The Unwinnable New Age War
The war in Ukraine has now been dragging on for over two years and there is no indication that it is going to end anytime soon. In fact, with Ukraine’s daring incursion into Russian territory of Kursk, which, in effect, is Ukraine’s counter-invasion of Russia, the situation has only escalated. It is for the first time that nuclear-armed Russia has been invaded since the second world war, and that too by a non-nuclear state.
Normally, this should have been a trigger for an extensive retaliation by Russia, but president Putin has so far taken it into his stride. This has made the Ukrainian president Volodymyr Zelenskyy remark that the west shouldn’t be afraid of escalating the conflict, saying “the whole naive, illusory concept of so-called red lines regarding Russia,” had no basis.

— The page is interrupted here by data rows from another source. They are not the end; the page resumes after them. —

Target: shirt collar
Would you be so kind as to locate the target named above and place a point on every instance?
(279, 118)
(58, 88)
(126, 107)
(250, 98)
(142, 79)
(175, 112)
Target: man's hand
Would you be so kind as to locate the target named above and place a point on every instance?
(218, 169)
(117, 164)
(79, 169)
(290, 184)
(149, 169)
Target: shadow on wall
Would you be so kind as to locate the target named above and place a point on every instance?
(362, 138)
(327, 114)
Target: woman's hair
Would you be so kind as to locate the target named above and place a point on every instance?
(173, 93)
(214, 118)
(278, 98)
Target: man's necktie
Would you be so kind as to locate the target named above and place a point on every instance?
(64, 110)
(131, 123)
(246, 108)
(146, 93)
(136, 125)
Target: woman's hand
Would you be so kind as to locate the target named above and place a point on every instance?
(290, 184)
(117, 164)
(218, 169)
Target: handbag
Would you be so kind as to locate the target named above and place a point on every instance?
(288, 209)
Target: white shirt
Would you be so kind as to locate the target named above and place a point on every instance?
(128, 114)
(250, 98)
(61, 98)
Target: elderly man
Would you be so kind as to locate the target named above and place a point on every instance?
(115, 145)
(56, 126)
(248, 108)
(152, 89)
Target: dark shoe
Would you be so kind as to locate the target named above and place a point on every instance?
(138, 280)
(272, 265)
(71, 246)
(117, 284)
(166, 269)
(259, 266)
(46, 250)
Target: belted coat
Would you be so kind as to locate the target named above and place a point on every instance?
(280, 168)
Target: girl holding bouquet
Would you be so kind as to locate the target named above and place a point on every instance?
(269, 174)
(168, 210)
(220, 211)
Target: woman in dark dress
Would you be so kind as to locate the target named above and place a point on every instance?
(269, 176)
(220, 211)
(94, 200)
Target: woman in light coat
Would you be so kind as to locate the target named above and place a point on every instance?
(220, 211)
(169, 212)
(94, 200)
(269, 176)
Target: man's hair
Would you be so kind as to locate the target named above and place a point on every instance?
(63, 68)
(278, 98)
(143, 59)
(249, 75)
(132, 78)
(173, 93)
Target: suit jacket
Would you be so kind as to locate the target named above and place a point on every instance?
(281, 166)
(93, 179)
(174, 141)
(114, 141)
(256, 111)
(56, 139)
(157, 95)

This also implies that Ukraine carried out the invasion without the knowledge of the west, which supplies the country with weaponry and finance to fight the war. One can safely conclude that Ukraine’s invasion of Russia’s territory must have been greenlighted by the west. So, while the west is breaching Russia’s redlines, the latter, in turn, has so far chosen to play it down. All bets, however, could be off, if Ukraine presses further deeper into Russian territory, Putin may be left with no option but to mount a large-scale retaliation.
For now, the war of attrition is likely to go on until one of the sides blinks, whose probability looks very slim in the near to medium future. The problem is that both sides see it as an existential war, where the only option for them is to win. Neither Russia nor Ukraine seem to have a clear edge on the ground. Both sides are fighting to ensure the defeat of the other side, which may not happen.

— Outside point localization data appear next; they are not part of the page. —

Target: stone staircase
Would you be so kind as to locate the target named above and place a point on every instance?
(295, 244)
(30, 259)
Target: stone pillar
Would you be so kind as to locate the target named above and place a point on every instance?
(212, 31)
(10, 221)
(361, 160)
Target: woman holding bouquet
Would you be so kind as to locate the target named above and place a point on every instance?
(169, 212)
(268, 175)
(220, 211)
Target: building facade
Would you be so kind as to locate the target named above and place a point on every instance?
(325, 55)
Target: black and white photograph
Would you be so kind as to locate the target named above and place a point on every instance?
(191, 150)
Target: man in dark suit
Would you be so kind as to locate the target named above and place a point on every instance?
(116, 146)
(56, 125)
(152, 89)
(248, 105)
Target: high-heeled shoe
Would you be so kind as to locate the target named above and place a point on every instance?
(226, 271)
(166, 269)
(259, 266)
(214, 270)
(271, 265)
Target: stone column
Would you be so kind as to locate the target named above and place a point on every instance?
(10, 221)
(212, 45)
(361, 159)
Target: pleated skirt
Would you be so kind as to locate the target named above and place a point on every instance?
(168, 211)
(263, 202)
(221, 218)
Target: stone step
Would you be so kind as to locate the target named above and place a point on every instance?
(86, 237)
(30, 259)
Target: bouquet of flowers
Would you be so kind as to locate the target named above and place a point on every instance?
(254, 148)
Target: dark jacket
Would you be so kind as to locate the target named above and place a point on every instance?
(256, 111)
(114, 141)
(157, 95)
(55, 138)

Russia’s increasing defiance of the West and China’s inexorable rise have confronted the US and the European Union with a threat to their four hundred year old global hegemony. It is also altering global geopolitics and awakening the rest of the world to the reality of a declining US power.

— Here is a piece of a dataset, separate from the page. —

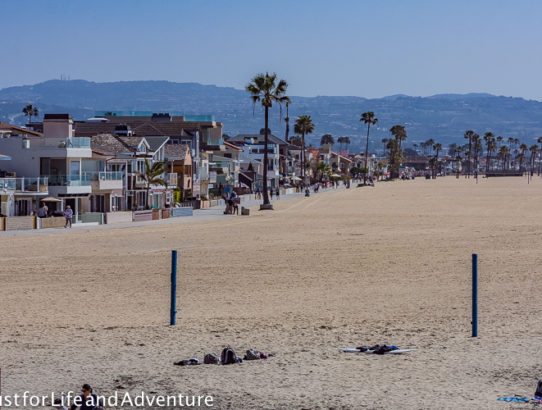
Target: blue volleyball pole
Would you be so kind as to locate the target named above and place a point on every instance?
(474, 295)
(173, 312)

This is clear from how the nations and regional groupings have been balancing their relations with the US and China-Russia axis. Even though the US-led western coalition against Russia is holding up well, the rest of the world is increasingly asserting its autonomy in its response to the war. Where does the world go from here? The situation has become very fraught. The future shape of the world will be determined in many ways by how the war ends.
Over the last year, the war in Ukraine has, by and large, been overshadowed by the one in Palestine. Although, the nature of two wars is different, the west is involved in both, funding and arming one side. ¸But the west which could have helped stop the war in Gaza has looked on impassively as Israel carries out daily displacements and killings of Palestinians.
Contrast this with the West’s approach to Ukraine where it engages in its familiar charade about human rights. One positive takeaway for the world from the ongoing Gaza genocide is the growing recognition that the west’s commitment to its grand principles is fake and hypocritical. And that it has a different yardstick for the violations of international law when it comes to non-white people.
Two ongoing wars have also underlined a new reality of modern warfare, and which is that it has become increasingly difficult for a country, however powerful, to defeat another country, however weaker. Over two years into its campaign in Ukraine, Russia, a great power, is showing both fatigue and inability to overrun the country. And Israel, despite its vaunted military machine and the western support, has failed to defeat Hamas in Gaza, just a 25-mile long stretch of coastal land, where it has already killed over 40,000 people.
Like Ukraine, the war in Gaza is nowhere nearer to end. At the same time, the countries that are the strongest parties in the two wars aren’t in a position to win them. Ukraine looks set to be another Afghanistan for Russia, much more so following western support for Ukraine that is disproportionately more than what it was for Afghanistan through the eighties. Will the trajectory of Russia’s Afghanistan campaign replicate in Ukraine? It may very well do. Or else in case of a Russian victory, the west, especially Europe, will have little option but to fall in line with Russia’s geopolitical aims.
The war in Gaza, on the other hand, is overwhelmingly unequal: It is a militia type group armed with largely basic weapons, up against a nuclear-armed Israel possessing the world’s most advanced weaponry. But despite almost a year of relentless bombardment, and ground assaults, the IDF is far from ensuring the surrender of Hamas. Hamas may never defeat Israel, but it has stretched Israeli power to its limits.
We may have to wait indefinitely for the outcome of the two wars, but they only look set to reinforce the status quo in the world: The west looks set to retain its pre-eminence in world affairs. But things can work out differently too: Russia’s unlikely outright victory over Ukraine and Hamas fighting Israel to a standstill has the potential to unravel the western global order that has dominated for centuries.